If you don’t have a leaky funnel, you probably aren’t doing a good job at narrowing in on the best targets for your sales team.  Your sales team has very limited time to interact with your targets, so you want them spending their time on the very best ones that are likely to buy.  If you are just sending them every lead you get, they are probably spending way too much time chasing bad leads and are likely to resent you in the process.  Your job in marketing is to make sales more efficient and help pinpoint the right leads for them to go after.

You won’t always get it right.  Sometimes you will filter out someone who will go buy from your competitor and sometimes you will keep someone in the funnel who shouldn’t be there.  But that’s okay – this is an iterative process.  By doing this over and over again and measuring every step of the way, you’ll figure out how to improve your funnel and just where to poke the holes to make it work well.

So next time you get a conversion rate of less than 100% from one stage of your funnel to the next, applaud your success in helping focus in on the right leads and just keep measuring everything.

My CMO used to constantly question the validity of my marketing tracking.  He would question how we knew that marketing made a difference and that the sale wouldn’t have happened anyway.  He would ask how we knew it was this event or that campaign that specifically led to the sale.  I would pour over report after report trying to sort this out in fear of my next meeting with him.  Was he right to be asking these questions?  Absolutely.  Did I ever come up with a great answer for him?  Absolutely not.

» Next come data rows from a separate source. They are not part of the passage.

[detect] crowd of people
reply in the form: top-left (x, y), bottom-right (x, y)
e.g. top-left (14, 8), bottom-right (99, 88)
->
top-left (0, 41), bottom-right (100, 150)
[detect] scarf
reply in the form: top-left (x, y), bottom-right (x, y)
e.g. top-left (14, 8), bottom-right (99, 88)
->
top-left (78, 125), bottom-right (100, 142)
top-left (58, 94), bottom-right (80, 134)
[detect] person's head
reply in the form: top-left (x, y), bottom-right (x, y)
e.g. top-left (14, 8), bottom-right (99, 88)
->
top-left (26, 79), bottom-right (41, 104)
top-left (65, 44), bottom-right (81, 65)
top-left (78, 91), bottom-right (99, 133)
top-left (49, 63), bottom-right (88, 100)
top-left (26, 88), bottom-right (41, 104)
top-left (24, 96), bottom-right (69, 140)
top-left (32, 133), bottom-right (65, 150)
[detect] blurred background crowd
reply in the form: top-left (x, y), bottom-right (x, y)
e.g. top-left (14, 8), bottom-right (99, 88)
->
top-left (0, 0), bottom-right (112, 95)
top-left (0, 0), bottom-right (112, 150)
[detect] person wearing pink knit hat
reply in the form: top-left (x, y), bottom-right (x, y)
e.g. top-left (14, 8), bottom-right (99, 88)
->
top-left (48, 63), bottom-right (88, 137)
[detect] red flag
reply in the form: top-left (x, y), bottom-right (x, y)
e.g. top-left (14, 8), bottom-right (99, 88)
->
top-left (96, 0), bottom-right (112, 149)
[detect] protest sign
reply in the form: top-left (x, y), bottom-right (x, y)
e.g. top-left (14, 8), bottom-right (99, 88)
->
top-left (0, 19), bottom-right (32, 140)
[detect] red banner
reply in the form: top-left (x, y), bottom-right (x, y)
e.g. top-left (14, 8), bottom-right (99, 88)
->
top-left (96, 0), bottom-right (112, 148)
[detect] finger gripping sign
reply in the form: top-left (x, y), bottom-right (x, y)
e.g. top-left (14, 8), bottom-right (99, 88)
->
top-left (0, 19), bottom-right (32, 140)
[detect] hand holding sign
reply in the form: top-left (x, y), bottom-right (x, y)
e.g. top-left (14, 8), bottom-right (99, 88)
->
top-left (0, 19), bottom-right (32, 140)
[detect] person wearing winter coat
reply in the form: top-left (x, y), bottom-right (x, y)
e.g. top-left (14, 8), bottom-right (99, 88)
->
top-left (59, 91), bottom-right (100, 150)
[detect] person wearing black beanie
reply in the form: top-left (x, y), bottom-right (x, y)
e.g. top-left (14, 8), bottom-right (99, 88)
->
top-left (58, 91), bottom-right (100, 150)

When you work in B2B services selling big ticket items that take 6-24 months to close, you just can’t find clean metrics that say this campaign brought in $X directly and that campaign didn’t work at all.  It’s all about aggregation.  If you look at activity and behavior over time, the picture can become clear.  One metric I found that I really loved was comparing marketing-influenced versus non-marketing-influenced sales.  You can look at the average deal size and time to close.  I found that on average marketing-influenced deals were larger and closed quicker.  That can’t just be coincidental when you are talking about large enough sample sizes.

It’s still worth it to track the source of leads, though, as long as you are clear about it.  Companies will generally tag the resulting opportunity with either the first campaign that created the lead, or the most recent one that created the opportunity (or both).  That’s still a meaningful metric if you are tracking that consistently – if certain campaigns are never generating leads or pushing leads over the edge, it’s at least worth reclassifying those as branding instead of demand gen campaigns.  You also need to be patient and track over long periods of time before you start analyzing this data.  A few months of data isn’t enough to decide a campaign was successful or not – you may have to wait a year before you do the final analysis.

My advice is this – track everything.  Track the original source of the leads, track the campaigns that push your leads into opportunities, track behavior.  Once you’ve done this for a while (and that may mean 6-24 months depending on your sales cycle), analyze it by going through some deals that closed in detail – look at the campaigns that were run, the contacts’ responses to those campaigns and the results.  Looking at five to ten accounts in detail will probably give you the information you need to figure out what is going on and what is meaningful.  Then you can narrow what you track and the metrics you focus on to report to your senior team.  While it’s not ideal, “I just don’t know yet” may have to be your stock answer for a while until you get enough numbers to make your reports and metrics meaningful.